I set the goal of making a license plate recognizer in a weekend. This is my first image processing project. It's a simple solution, using a very curated set of images (good quality, parked cars, good lighting, etc.). I'm being not so careful with the image filters, thresholds, and the filtering of the contours, since I just wanted to learn the processes and workflow- if I wanted to make it work for a real project, now I know exactly how to approach it and which parts I would have to nitpick. Now let's get to the procedure.
Let's use this picture as an example.
First step is turning it into a grayscale image:
def grayscale(img):
return cv2.cvtColor(img, cv2.COLOR_BGR2GRAY)
Now we apply a threshold. This time I used hard-coded parameters, but in a real-world scenario I would have to be careful in this step. Notice how defined the license plate looks after the threshold:
def apply_threshold(self, img):
return cv2.threshold(img, 170, 255, cv2.THRESH_BINARY_INV)[1]
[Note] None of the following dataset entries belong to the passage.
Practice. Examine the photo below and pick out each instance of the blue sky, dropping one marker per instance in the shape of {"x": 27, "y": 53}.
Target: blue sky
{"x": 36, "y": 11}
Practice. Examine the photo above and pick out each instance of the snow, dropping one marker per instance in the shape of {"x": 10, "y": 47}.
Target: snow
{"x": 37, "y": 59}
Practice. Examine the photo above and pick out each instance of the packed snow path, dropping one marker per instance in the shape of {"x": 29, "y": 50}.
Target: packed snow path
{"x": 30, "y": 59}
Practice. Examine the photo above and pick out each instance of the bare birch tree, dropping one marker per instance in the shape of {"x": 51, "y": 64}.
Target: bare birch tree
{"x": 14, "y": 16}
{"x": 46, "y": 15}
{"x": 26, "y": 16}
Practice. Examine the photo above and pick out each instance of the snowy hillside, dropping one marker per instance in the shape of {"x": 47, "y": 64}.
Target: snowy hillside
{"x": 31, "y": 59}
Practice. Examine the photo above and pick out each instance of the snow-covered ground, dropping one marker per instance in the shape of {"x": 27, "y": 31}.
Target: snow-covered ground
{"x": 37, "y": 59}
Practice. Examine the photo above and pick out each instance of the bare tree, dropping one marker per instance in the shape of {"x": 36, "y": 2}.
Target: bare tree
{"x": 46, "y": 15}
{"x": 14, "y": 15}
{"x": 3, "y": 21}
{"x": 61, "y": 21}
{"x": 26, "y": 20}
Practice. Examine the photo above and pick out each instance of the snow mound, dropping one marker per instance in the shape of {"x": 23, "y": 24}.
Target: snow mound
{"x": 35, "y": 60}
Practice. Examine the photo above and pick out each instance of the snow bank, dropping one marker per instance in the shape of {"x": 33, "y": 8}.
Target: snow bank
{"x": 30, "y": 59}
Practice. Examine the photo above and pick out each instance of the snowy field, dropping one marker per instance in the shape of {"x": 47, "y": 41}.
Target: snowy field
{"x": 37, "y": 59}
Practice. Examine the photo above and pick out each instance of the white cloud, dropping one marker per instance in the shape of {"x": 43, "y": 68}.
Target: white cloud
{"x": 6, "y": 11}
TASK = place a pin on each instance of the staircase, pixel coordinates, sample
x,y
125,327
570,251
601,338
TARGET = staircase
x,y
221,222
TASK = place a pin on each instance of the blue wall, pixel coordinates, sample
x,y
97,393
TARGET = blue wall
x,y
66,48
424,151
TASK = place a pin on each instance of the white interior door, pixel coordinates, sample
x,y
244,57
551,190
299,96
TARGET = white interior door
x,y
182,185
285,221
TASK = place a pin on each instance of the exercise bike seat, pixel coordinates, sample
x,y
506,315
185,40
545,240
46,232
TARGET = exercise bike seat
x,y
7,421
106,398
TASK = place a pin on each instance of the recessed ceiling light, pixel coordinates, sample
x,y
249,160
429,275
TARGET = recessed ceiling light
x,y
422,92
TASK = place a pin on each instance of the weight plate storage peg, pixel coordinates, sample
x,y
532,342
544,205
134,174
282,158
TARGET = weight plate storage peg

Then using OpenCV we detect the contours:
def find_contours(self, img):
return cv2.findContours(img, cv2.RETR_LIST, cv2.CHAIN_APPROX_SIMPLE)[0]
And now we filter them by aspect ratio, width and height. I searched for the real width and height of the license plates, and calculated the aspect ratio. With these filters, we end up with only one contour, that being the license plate.
Now we can crop the license plate out of the image:
def crop_license_plate(self, img, license):
x, y, w, h = cv2.boundingRect(license)
return img[y:y+h,x:x+w]
Once again, grayscale it and apply a threshold:
Now using an skimage function we remove the borders, invert the image, and this is the final result:
def clear_border(self, img):
return skimage.segmentation.clear_border(img)
def invert_image(self, img):
return cv2.bitwise_not(img)
We can already feed this picture to pytesseract and it succesfully recognizes the characters.